Resistance to Change

In the real world, there are some awkward factors to deal with in understanding resistance to change in diagnostic criteria. Some resistance to change comes from researchers invested in keeping overly narrow criteria because of the possible need to change diagnoses in research studies; emotional investments in archaic criteria, albeit out of date, are at times a personal reality. Politics as well as science affect the criteria in differing degrees (for example, diagnostic categories that had a brief half-life in previous Diagnostic and Statistical Manual editions).

More and more disorders are appreciated as being spectrum disorders, with a change from single rigid category on the dimension (high blood pressure vs. no high blood pressure) to a spectrum of severity. Now, a person with pre-hypertension is treated with the same vigor and method as the old “full” hypertensive.

Likewise, if a patient has the core features of AN: (1) self-induced starvation; (2) psychopathology of an overvalued belief in the benefits of slimming or shape change; (3) duration and severity of disorder sufficient to suffer functional impairment medically, psychologically, and socially, they have AN and need to be diagnosed as such, and treated as such.

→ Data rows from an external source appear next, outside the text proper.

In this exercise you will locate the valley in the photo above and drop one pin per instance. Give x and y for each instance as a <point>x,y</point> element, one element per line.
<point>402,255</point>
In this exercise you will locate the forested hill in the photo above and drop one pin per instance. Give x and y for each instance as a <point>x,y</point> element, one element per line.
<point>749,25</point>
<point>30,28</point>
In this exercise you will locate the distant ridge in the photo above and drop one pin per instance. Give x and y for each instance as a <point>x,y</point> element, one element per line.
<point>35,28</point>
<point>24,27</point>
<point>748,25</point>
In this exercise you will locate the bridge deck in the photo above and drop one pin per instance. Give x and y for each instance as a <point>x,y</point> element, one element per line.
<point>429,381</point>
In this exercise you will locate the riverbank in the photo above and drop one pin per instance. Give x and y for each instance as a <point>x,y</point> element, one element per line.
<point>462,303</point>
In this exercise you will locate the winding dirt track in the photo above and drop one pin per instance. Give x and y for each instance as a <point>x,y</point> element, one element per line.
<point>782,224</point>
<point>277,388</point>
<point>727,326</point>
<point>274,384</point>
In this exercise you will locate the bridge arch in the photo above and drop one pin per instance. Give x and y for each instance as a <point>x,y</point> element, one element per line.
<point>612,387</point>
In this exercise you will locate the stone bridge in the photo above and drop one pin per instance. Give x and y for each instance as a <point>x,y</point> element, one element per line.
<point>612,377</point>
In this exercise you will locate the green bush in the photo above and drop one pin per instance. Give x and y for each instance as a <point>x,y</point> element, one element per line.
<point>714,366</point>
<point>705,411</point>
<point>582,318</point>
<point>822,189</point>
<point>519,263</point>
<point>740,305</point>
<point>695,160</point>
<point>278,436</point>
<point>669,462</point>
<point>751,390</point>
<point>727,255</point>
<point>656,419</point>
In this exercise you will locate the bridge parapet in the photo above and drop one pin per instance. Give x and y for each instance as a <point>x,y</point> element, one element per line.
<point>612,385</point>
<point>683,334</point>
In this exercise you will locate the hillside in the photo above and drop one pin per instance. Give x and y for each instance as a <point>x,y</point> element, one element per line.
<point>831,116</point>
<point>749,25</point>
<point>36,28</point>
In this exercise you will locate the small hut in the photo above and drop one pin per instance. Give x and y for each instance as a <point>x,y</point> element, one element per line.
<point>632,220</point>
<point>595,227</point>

Asthmatic patients are not told to go home and become more severely asthmatic before they qualify for treatment. Likewise, AN patients do not stop having AN because they exceed 85% of their normal weight or at normal weight, any more than a hypertensive or diabetic patient loses his diagnosis because medical treatment produces normal blood pressure or normal glucose levels. If, after five years there are no signs of AN (“normative cultural distress,” i.e., lip service to “dieting is normal”), then AN, like cancer, can be considered probably cured.

Thankfully, a “transdiagnostic” approach to AN at any level of severity, and whether or not they meet any current state-of-the-art evolving diagnostic criteria (DSM-IV or ICD-10), has been shown to lead to clinical improvement in the large majority of patients if applied integratively and for long enough to “work the disorder out of a job.” The myths of AN being always chronic, always severe, hard to treat, difficult to diagnose, etc., are all completely untrue. These myths have all the features of disorders clinicians most like to treat: (1) serious enough to absolutely require treatment; (2) responsive enough to have a high likelihood of “cure,” “remission,” not just improvement (up to 76% in the best-outcome series); (3) challenging enough in research and treatment in both the psychosocial and biomedical areas to provoke new research efforts.

All the answers about AN are not in. But a simpler, clearer approach to diagnosis will benefit many of these patients. As with appendicitis, a clinician cannot treat what is not first accurately diagnosed. A quiet, persistent, noninflammatory insistence on recognizing AN as AN will benefit patients, and eventually the diagnostic criteria will come around to recognizing the criteria that are evidence-based and proven, and which need to be updated.